Democrats Upset Over Roe Among the Least Likely to Vote in Midterms

A test of whether rank-and-file Dems are truly motivated to vote by the demise of Roe or just blowing smoke is coming sooner than you think. Amid the big primaries on Tuesday night in Arizona and Missouri, Kansas will hold a referendum on whether the right to abortion that’s currently protected by the state constitution should be left in place or stripped out. Kansas is a red state, of course, but it’s purple enough to have elected a Democrat governor in 2018. If Team Blue there turns out en masse and wins the referendum, politicians everywhere will treat it as a bellwether of national Democratic turnout this fall. Maybe there really *will* be a meaningful backlash to the Dobbs ruling in the midterms.

If instead Team Red wins the fight in Kansas, political pros will conclude that pro-choicers are a paper tiger. Sure, granted, most of the public opposes the Dobbs decision, but how many oppose it enough to get off their couches on Election Day to vote? Maybe fewer than Democrats would have us believe.

This new WaPo poll is circumstantial evidence for the “paper tiger” theory. If there were a ferocious backlash to Dobbs brewing, pro-choicers should be a little more amped to vote than they are, no?

The group with the smallest share that’s certain to vote is the one that believes the end of Roe is a major loss for women’s rights. Not looking good for Team Blue in Kansas on Tuesday. And we should bear that in mind when analyzing the apparent recent shift towards Democrats on the generic ballot. Most generic ballot polls are polls of registered voters, not likely voters. Dial someone up and ask them how they’d vote *if* they were to vote and the battle for Congress might be competitive. But factor in whether they *intend* to vote and it might not be.

Another problem for Democrats, as WaPo notes, is that some groups that oppose the end of Roe — adults under 30, lower-income people — tend to vote at lower rates historically. It’s one thing for the party to ask disaffected regular voters to lay aside their grievances with Biden and turn out as usual this fall for the sake of abortion rights. It’s another for them to convince people who don’t typically turn out that this is the moment to go get registered and cast their ballots. That’s a heavier lift.

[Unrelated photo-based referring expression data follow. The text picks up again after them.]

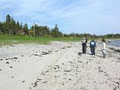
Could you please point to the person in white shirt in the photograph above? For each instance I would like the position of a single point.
(84, 44)
(104, 48)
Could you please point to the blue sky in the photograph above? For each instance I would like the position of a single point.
(79, 16)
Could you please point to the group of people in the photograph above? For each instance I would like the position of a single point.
(93, 46)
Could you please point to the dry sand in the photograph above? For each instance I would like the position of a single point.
(59, 66)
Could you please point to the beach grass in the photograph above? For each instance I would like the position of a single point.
(6, 39)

On the other hand, national polls on this subject may be only so useful given the state-by-state dynamics of abortion. If you live in California and consider Dobbs a major loss for women’s rights, does it matter much whether you vote or not? Your state government, and probably your House district, will remain on your side whether you turn out or not. But if you live in Kansas, whether the state constitution continues to protect abortion rights or not is a momentous question considering that the state legislature is controlled by Republicans and will likely ban the practice if their side wins the upcoming referendum. It may be, in other words, that the soft national numbers for pro-choice enthusiasm in the WaPo poll are misleading. They may be soft nationally but strong in competitive districts, in which case the GOP has a problem.

There’s another complication for righties, namely that public opinion on Dobbs and abortion isn’t necessarily static. It may fluctuate depending upon how Republicans use their newfound authority to regulate the practice. Case in point:

That 81 percent includes 64 percent of Republicans, a warning to GOP legislatures that are looking for ways to deter travel by pregnant women out of state that if there isn’t a backlash to Dobbs yet, they might bring one about if they go too far.

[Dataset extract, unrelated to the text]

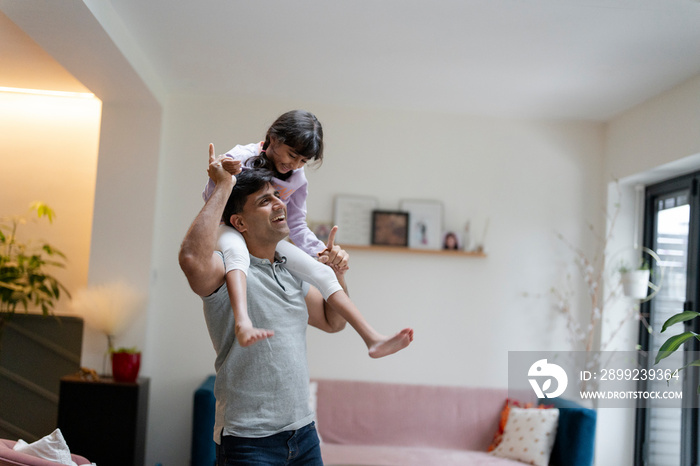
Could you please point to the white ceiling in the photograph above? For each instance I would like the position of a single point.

Some Republican pols understand that. Punchbowl published a fascinating item last week about how many GOP women in Congress have already ruled out any sort of federal abortion ban in the future. Cynthia Lummis, Shelley Moore Capito, and Joni Ernst all pointed towards letting the states set abortion policy when asked, and Deb Fischer seemed inclined that way too. If they stick to that, even a big GOP Senate majority in 2025 won’t be able to pass a national ban. Per WaPo, insofar as the public has an appetite for abortion laws to be set by Congress, they want it pointing in the other direction: 58 percent say there should be a federal law permitting abortions before viability, which occurs at around 22-24 weeks.

Here’s one more data point from WaPo capturing a trend that has me scratching my head.

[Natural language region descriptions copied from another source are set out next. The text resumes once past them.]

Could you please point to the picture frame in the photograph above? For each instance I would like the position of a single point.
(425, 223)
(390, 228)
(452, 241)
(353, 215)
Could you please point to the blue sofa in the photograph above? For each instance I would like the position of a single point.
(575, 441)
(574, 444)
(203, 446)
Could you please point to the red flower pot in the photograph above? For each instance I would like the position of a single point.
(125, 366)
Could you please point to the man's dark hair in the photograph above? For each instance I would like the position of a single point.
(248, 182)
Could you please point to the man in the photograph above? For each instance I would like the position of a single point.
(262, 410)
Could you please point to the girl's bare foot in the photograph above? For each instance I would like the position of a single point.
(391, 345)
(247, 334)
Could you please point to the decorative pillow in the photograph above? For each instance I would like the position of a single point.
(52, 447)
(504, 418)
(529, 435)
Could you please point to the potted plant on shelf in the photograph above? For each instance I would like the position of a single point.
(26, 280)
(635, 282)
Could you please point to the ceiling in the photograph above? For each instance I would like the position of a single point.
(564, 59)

In years past, and as recently as this past April, Americans solidly preferred Democrats to Republicans in setting abortion policy. Yet despite their preference for pro-choice laws in WaPo’s poll, they’re now much less firmly decided: “Neither” has become the biggest vote-getter when people are offered a choice between handing abortion to D’s or R’s. I’m guessing that’s a pure “Dobbs effect,” with voters suddenly forced to grapple with the reality that radicals on both sides will be making the rules going forward instead of the Supreme Court. During the Roe era, the average person could treat a question like this as a simple litmus test on whether they’re pro-choice or pro-life generally, knowing that the Court would continue setting abortion policy instead of legislatures. Post-Dobbs, that’s no longer true. Now when you’re asked which party you want setting policy, you have to weigh the prospect of Democrats making abortion legal throughout pregnancy against Republicans wanting to ban the practice entirely. No wonder there’s a huge “neither” contingent.